All I know is that we need to show that $|a_n-L|<\epsilon$.
Regarding your question about $\epsilon-N$ proofs there is a general framework, but not a general recipe that you could follow that will always allow you to figure a good upper bound.
The proper definition of a convergent sequence is this: $\{a_n\}_{n\geq 1}$ is a sequence that converges to $L$ iff for every $\epsilon>0$ there exists a $N(\epsilon)\in\mathbb{N}$ such that if $n\geq N(\epsilon)$ then $|a_n-L|<\epsilon$. In real analysis you will encounter a lot of definitions with $\epsilon$ and it is always beneficial to really try to understand what is going on. This is the very first definition that most students come across dealing with an epsilon. What is really going on in this definition is that if I fix any $\epsilon>0$ then by the Archimedean property there exists a natural number $N$ that depends on epsilon (Think of $N$ as a position marker) such that for all $n$ bigger then $N$ then $|a_n-L|<\epsilon$. This last part just means that the distance between $a_n$ and $L$ is getting closer and closer while being less than $\epsilon$.
The best thing to do is work through a lot of examples and problems on your own. Some of the more harder ones require the use of the binomial theorem or Bernoulli's inequality if you are just going straight off this definition. Here is one example of a problem and I will show you the way I approach them.
Suppose I want to show that $\lim_{n\to\infty}\frac{6n}{n^2+1}=0$ where $n$ is a natural number.
First step I do some scratch work. The key to any of these problems is finding a suitable upper bound. So working backwards in the definition I see that $|\frac{6n}{n^2+1}-0|=|\frac{6n}{n^2+1}|=\frac{6n}{n^2+1}\leq \frac{6n}{n^2}=\frac{6}{n}<\epsilon$. Now I want to isolate $n$ by itself so $\frac{6}{n}<\epsilon\implies n>\frac{6}{\epsilon}$. (So now taking my work in reverse I can come up with a proof).
Proof: Let $\epsilon>0$( This is where I fix epsilon). It follows that $\frac{1}{\epsilon}>0\implies \frac{6}{\epsilon}>0$. Then by the Archimedean property there exists a $N\in\mathbb{N}$ such that $N>\frac{6}{\epsilon}$. Then if $n\geq N>\frac{6}{\epsilon}$ then $|\frac{6n}{n^2+1}-0|\leq \frac{6}{n}< 6(\frac{\epsilon}{6})=\epsilon$ (The last follows from the fact that since $n\geq N>\frac{6}{\epsilon}\implies n>\frac{6}{\epsilon}\implies\frac{1}{n}<\frac{\epsilon}{6}\implies \frac{6}{n}<\epsilon$).

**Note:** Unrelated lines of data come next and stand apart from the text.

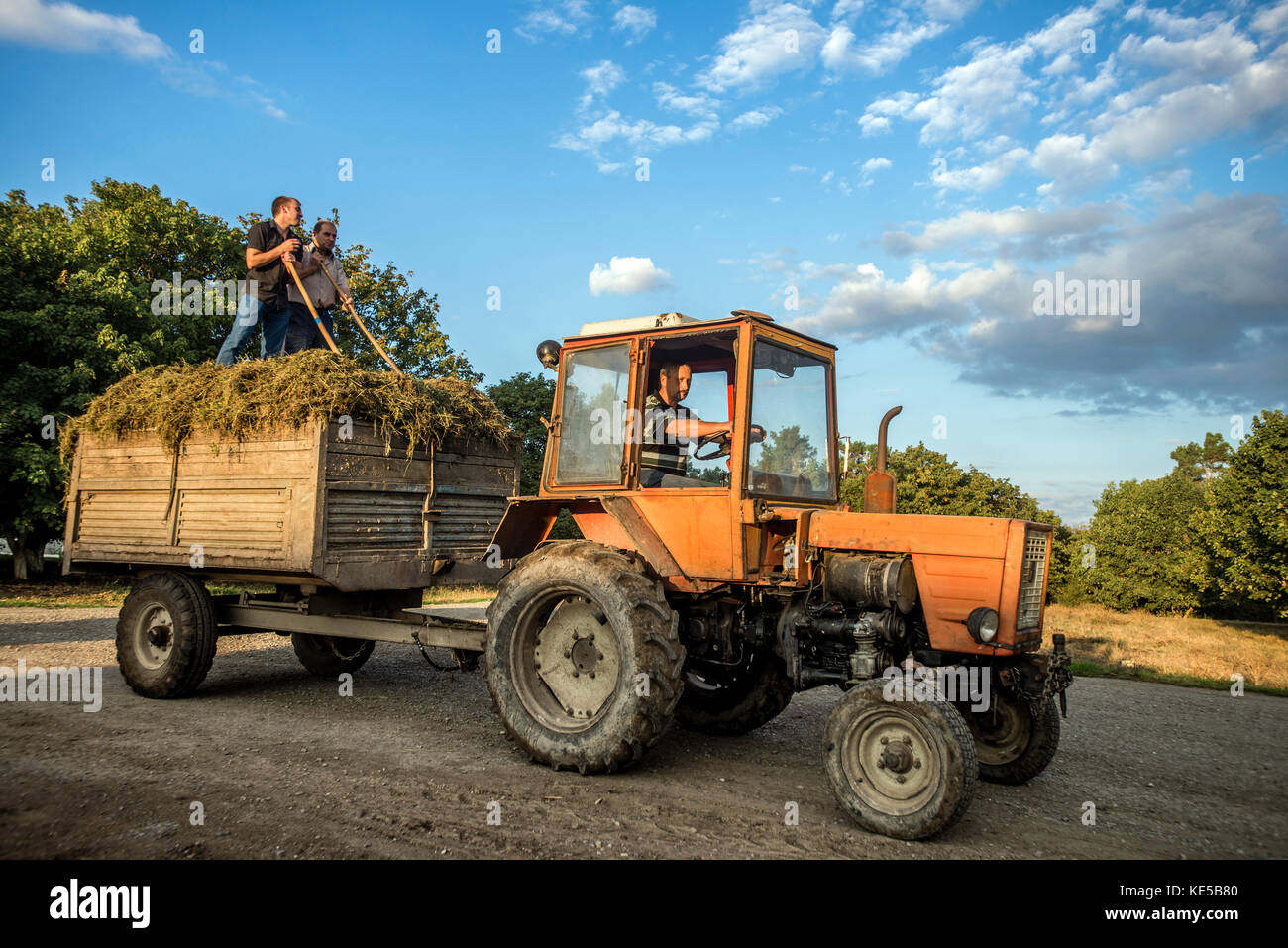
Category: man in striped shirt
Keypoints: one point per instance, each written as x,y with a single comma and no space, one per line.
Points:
669,428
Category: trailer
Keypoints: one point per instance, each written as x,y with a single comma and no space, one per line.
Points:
347,524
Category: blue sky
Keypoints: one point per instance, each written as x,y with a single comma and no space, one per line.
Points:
897,178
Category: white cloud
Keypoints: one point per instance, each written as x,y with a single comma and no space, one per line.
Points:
841,53
980,176
874,124
1030,232
699,104
1211,333
603,77
969,99
68,27
777,39
642,134
756,117
565,18
635,20
626,275
1271,21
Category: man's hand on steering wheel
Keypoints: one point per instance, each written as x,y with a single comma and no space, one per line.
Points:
724,438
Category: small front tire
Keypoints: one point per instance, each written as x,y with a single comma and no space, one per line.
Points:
900,768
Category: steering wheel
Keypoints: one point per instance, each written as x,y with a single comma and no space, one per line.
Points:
721,438
725,440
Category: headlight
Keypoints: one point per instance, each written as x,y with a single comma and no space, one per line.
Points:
982,625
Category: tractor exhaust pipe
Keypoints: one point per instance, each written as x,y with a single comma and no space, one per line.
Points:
879,488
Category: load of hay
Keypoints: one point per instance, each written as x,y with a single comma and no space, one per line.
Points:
235,401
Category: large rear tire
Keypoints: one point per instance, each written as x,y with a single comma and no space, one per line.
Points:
584,657
734,699
1013,746
166,635
900,768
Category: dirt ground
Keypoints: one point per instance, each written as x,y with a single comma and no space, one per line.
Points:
415,762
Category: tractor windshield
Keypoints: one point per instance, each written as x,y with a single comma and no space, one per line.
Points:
789,401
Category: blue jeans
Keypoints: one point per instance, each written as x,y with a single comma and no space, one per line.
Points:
250,313
303,333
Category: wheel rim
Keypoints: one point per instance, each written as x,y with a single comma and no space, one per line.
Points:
892,762
566,660
1003,732
154,636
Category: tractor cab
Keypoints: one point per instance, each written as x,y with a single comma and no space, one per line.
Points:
737,408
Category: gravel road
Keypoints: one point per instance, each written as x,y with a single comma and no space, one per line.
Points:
415,762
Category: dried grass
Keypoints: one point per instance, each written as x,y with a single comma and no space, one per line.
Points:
235,401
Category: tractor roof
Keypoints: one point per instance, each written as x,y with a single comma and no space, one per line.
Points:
679,322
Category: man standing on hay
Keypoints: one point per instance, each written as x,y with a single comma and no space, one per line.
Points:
303,333
268,244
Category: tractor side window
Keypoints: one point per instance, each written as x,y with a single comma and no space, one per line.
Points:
789,401
592,416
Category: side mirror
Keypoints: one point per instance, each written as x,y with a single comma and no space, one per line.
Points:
549,353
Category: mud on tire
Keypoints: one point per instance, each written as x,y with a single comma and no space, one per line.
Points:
584,657
1012,746
734,700
871,742
166,635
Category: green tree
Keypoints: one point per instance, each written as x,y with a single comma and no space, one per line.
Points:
89,292
402,317
526,399
1138,539
1241,526
1202,462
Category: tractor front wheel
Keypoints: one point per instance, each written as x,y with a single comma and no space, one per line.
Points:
901,768
1012,742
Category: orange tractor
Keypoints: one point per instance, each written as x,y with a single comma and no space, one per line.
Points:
719,575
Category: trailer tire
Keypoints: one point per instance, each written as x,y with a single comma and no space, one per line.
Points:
870,743
549,609
735,700
166,635
331,655
1016,749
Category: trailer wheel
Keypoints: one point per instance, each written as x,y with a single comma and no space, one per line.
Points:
900,768
734,700
166,635
1012,746
331,655
584,657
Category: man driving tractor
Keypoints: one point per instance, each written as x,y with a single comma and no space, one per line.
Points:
669,428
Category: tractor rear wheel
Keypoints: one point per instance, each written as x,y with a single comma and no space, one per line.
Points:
1014,746
331,655
734,699
901,768
584,657
166,635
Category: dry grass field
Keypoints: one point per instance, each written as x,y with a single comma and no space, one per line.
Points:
1179,651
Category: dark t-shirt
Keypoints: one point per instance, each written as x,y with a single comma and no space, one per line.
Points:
661,450
270,278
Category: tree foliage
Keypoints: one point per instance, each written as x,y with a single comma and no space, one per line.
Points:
1241,526
89,299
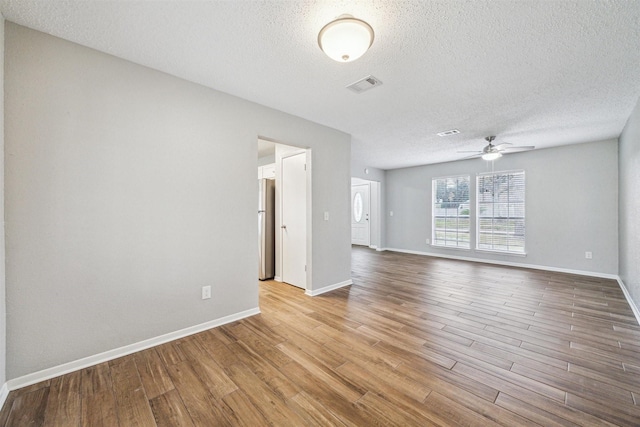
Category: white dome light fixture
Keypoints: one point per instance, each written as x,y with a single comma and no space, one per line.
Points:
346,38
492,155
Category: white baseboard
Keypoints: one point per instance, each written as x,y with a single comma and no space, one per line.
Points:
632,304
85,362
4,392
511,264
315,292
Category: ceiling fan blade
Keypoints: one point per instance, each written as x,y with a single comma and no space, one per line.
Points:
520,148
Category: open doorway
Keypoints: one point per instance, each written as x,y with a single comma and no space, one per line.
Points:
290,169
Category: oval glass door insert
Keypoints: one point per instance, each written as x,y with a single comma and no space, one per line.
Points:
357,207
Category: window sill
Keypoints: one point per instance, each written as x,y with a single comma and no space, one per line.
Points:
450,247
490,251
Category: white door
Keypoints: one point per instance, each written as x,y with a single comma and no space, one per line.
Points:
294,220
360,210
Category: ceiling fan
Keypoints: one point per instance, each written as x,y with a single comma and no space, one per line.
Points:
492,152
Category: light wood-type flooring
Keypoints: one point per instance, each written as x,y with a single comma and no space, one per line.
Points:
415,341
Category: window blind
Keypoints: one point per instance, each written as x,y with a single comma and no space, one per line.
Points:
500,212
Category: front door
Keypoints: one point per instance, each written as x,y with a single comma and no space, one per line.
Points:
294,220
360,231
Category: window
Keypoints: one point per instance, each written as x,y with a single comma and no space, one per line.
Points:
500,213
451,212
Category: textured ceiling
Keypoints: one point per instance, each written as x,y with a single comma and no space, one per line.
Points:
540,73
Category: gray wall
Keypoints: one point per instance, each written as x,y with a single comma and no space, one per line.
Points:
267,160
127,190
3,312
629,222
571,206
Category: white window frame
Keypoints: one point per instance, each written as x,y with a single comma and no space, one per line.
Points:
458,243
511,215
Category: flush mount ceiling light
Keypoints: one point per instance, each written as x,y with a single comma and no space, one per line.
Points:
345,39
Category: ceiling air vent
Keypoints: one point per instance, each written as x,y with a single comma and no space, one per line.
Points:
448,132
364,84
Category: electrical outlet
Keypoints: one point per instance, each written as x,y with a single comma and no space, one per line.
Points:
206,292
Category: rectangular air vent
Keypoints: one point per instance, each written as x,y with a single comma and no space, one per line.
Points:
364,84
448,132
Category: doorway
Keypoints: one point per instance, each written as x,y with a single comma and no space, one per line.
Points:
366,214
293,230
360,214
290,168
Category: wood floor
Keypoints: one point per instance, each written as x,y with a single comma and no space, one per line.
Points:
415,341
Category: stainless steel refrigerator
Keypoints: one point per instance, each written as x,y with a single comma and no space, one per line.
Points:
266,228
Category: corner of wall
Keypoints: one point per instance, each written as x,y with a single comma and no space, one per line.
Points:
3,315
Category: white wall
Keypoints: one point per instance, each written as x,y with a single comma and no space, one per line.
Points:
571,206
127,190
267,160
629,222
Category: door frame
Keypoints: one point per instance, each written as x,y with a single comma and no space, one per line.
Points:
375,203
368,219
283,151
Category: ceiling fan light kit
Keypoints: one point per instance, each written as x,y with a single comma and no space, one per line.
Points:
491,156
493,152
346,38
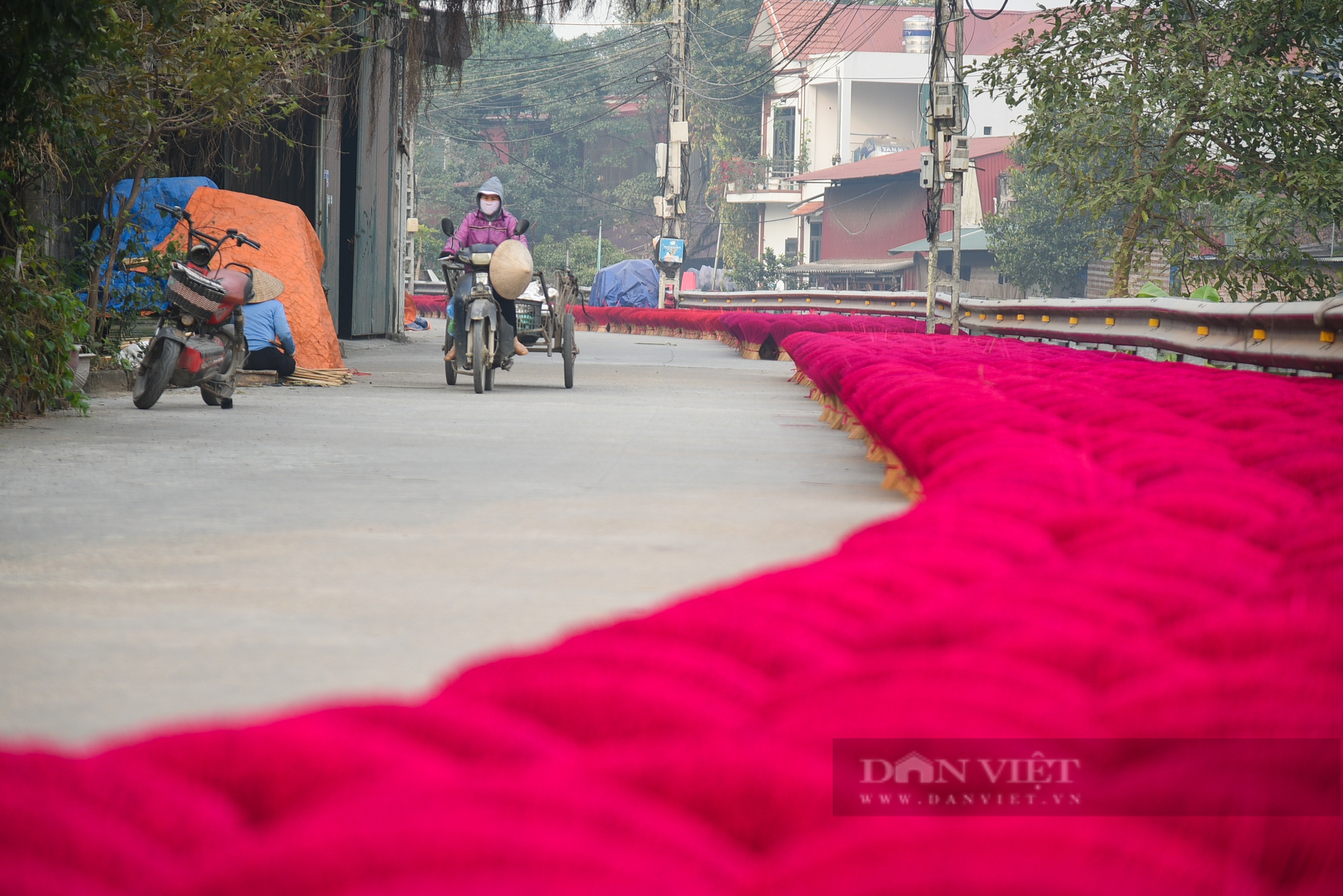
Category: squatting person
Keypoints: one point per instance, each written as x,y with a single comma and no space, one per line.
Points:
271,345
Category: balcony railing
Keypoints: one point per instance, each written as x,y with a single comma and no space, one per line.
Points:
754,176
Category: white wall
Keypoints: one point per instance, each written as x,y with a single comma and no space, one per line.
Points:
884,99
825,121
883,107
776,230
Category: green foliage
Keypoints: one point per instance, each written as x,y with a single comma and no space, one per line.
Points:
727,86
549,107
550,255
1212,128
217,64
750,272
1039,239
41,322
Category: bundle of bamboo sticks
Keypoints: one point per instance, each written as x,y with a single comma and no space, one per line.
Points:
331,377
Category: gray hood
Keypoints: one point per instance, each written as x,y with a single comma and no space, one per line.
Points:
492,185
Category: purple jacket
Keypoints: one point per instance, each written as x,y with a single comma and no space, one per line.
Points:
477,228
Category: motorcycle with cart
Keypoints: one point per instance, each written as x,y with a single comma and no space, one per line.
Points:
485,342
199,340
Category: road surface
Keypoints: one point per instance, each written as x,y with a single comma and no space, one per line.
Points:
189,565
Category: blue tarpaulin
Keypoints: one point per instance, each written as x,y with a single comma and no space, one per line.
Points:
147,227
632,285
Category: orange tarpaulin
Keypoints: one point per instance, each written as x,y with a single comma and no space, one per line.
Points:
289,250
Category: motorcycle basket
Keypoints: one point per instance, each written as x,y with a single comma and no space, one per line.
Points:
194,293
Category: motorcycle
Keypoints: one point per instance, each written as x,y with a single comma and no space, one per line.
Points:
199,340
487,342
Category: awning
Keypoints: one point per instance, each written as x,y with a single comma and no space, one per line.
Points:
852,266
973,239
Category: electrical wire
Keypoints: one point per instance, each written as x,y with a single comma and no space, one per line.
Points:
982,17
578,192
550,55
519,140
777,67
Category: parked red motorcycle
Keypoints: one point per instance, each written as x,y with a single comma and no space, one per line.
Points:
201,338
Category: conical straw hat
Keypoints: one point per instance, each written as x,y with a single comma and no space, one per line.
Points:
265,286
511,268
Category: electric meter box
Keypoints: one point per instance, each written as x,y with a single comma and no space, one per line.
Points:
945,99
960,154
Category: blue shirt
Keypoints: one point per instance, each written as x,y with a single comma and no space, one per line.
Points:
265,321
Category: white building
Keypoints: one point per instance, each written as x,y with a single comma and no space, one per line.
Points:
848,87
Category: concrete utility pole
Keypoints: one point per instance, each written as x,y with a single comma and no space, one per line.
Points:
949,156
675,156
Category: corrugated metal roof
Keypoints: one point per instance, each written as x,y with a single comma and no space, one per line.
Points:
867,28
973,239
900,162
851,266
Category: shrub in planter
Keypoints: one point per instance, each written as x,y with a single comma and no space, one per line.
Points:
41,322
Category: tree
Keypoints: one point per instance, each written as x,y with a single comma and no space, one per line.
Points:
217,64
1039,239
44,48
727,86
1213,129
546,115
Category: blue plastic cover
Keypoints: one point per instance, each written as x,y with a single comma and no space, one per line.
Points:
631,285
147,227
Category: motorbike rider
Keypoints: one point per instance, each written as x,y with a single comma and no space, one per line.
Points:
488,223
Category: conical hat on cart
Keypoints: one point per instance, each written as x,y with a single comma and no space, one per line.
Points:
511,268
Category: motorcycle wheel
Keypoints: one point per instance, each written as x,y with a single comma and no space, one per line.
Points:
152,380
569,350
480,365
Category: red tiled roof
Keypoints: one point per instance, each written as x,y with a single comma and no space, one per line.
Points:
867,28
900,162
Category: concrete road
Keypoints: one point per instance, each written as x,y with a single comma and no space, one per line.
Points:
189,564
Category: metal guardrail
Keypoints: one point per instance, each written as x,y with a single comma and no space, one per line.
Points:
1289,336
1277,336
910,305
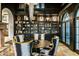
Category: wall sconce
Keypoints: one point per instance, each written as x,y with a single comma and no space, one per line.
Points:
47,18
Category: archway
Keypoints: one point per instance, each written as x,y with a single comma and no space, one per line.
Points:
7,17
66,29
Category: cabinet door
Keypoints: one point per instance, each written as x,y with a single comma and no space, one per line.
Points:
63,32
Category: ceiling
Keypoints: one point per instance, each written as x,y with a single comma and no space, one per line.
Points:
54,8
50,8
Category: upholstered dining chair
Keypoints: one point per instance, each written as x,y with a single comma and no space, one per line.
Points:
55,47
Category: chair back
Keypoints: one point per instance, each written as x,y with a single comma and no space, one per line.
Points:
54,49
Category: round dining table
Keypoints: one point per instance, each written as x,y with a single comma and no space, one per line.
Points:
42,44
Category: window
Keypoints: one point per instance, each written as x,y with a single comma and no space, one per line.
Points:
66,29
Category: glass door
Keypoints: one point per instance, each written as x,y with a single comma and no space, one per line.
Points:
68,32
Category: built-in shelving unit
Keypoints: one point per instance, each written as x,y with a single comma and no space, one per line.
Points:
23,25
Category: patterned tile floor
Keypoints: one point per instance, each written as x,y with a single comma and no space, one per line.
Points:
62,51
65,51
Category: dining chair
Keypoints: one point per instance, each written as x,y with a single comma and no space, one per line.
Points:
53,51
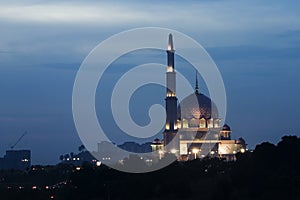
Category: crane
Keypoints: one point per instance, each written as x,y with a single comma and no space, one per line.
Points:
20,138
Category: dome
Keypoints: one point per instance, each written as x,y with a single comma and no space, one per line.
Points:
197,106
226,128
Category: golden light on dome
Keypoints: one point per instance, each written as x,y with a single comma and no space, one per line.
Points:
173,151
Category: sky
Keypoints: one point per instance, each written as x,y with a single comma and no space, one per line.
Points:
255,44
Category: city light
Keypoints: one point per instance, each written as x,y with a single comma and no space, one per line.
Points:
173,151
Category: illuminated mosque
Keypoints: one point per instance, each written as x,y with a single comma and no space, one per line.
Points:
193,128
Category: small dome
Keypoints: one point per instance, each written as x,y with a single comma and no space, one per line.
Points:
197,106
241,141
156,141
226,128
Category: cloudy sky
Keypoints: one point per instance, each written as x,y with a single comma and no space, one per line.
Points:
255,44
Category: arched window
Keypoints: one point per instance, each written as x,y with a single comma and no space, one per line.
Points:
217,123
194,123
210,123
202,123
185,123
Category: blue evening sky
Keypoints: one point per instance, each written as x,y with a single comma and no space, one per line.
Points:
255,44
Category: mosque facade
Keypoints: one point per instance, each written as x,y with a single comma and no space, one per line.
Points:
193,128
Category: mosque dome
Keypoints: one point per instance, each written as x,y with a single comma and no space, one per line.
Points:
197,106
226,128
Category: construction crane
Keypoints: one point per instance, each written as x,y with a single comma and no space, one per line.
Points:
20,138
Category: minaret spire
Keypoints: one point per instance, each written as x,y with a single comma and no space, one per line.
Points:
196,87
170,44
171,100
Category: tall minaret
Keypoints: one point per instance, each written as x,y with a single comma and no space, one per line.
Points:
171,100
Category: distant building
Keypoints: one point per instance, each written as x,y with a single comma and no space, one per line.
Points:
16,159
192,128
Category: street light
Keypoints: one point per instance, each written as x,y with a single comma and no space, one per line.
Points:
160,152
195,151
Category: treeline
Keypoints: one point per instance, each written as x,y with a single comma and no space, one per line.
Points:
269,172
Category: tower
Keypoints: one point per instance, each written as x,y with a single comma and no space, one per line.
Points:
170,141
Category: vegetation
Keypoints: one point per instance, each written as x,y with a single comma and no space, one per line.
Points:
269,172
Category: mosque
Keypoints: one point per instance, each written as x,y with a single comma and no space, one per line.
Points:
193,129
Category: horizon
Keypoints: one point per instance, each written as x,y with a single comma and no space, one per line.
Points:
42,47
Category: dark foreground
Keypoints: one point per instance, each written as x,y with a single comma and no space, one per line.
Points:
269,172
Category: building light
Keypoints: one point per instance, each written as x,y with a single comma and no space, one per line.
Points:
167,126
173,151
195,150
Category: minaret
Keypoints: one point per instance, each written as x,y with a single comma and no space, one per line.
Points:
196,87
171,101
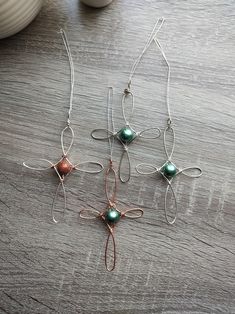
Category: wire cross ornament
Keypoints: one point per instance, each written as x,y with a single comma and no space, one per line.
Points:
168,170
111,215
63,167
127,135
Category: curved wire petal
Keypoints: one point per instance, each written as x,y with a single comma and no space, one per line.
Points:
169,154
141,134
170,222
190,169
61,184
110,242
25,164
68,127
133,213
125,95
143,165
106,134
100,166
89,213
125,154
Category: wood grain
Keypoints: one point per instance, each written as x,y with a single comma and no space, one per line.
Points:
187,268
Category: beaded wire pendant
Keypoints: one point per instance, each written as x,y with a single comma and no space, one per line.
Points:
127,134
168,170
63,167
111,215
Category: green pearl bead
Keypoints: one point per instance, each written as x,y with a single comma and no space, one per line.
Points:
169,170
112,215
126,134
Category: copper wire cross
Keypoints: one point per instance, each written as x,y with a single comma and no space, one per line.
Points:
63,167
111,215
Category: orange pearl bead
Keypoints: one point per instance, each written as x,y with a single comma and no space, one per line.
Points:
64,167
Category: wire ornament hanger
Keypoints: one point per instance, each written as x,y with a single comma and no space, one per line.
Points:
168,170
127,135
63,167
111,215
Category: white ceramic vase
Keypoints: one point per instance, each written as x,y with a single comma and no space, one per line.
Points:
97,3
16,15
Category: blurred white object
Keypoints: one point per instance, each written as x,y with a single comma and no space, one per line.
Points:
16,15
97,3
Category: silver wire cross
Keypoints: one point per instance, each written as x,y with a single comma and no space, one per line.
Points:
126,135
169,171
63,167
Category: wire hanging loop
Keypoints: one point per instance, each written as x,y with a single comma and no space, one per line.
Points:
67,47
68,128
127,94
111,187
152,35
110,249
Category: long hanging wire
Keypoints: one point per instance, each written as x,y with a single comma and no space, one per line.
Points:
111,214
126,135
168,170
63,167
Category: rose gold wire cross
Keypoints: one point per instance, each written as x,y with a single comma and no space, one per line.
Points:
111,215
63,167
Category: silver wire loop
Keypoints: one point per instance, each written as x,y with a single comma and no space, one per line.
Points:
124,96
94,163
61,184
67,128
196,169
169,153
110,247
105,134
67,47
125,155
140,168
111,192
153,34
158,133
89,214
172,221
25,164
133,213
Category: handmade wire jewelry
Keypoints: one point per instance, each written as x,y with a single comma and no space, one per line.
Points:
127,135
63,167
111,215
168,170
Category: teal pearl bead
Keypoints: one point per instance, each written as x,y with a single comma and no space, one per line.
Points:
126,134
112,215
169,170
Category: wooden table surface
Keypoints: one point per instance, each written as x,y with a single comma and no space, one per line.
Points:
59,268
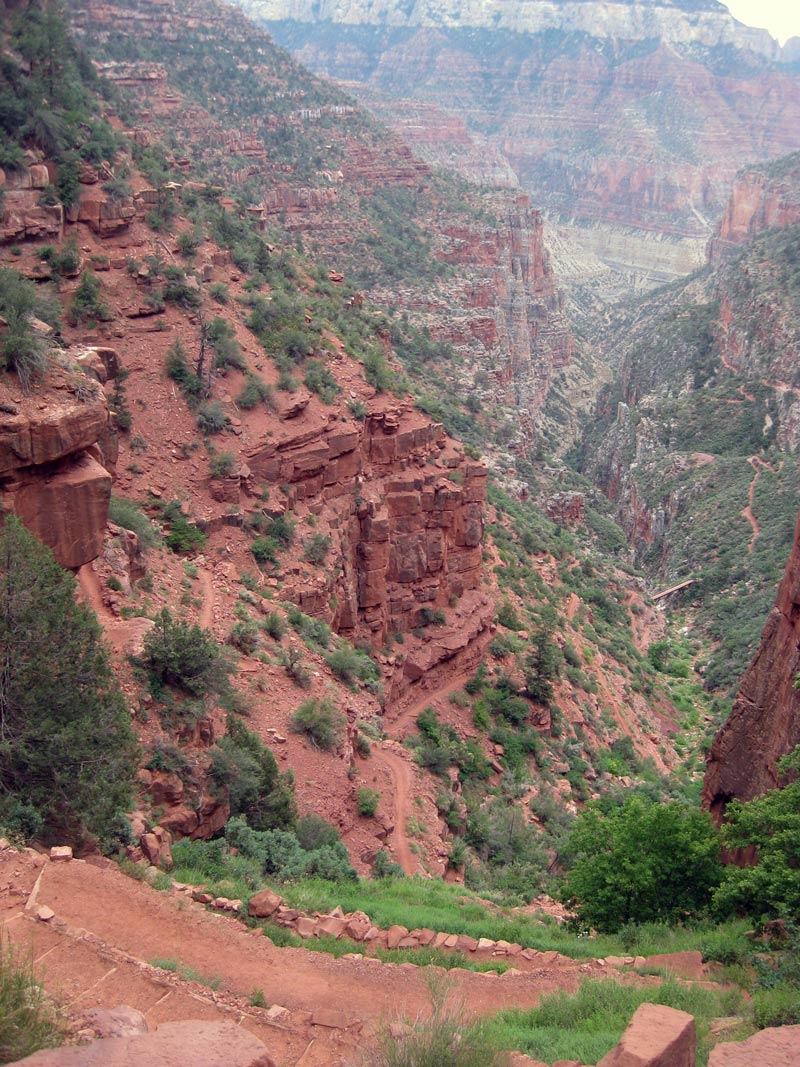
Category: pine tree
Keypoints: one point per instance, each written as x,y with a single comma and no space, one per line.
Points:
67,751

Now this about as detailed as I can get and once you get better at these your proofs will be much shorter. Now this was a simpler problem. I'd suggest taking look at harder ones that use the binomial theorem or Bernoulli's inequality in order to find an upper bound as these are very useful techniques.
The general structure of a proof by induction is as follows. (Here $P$ is some propery of natural numbers.) Note that there are 2 (not 3) essential steps - assuming $P(n)$ and using some reasoning to get $P(n+1)$ is part of the same step.
Theorem. For all $n \in \mathbb N$, $P(n)$.
Proof.
Hence, by induction, $P(n)$ holds for all $n \in \mathbb N$.
The general structure of an $\epsilon$-$N$ proof is as follows. (Here $p(n)$ is some expression in $n$ that should eventually become small).
Theorem. For all $\epsilon > 0$, there is an $N \in \mathbb N$ such that for all $n \geq N$, $p(n) < \epsilon$.
Proof. Let $\epsilon > 0$. Take $N = \dots$ some clever expression in $\epsilon$ $\dots$ and take $n \geq N$. $\dots$ some reasoning. Therefore $p(n) < \epsilon$.
In practice, a tricky part is to figure out what some clever expression in $\epsilon$ should be. It often is beneficial to leave that open and only at the very end out figure what you should have taken there to make $p(n) < \epsilon$ hold.
The whole 'philosophy' of this is the limit. What you have to do is to see does $|a_n-L|$ tends to $0$ as n tends to infinity. Than replace that by the definition of the limit. If else $a_n$ does not tend to $L$.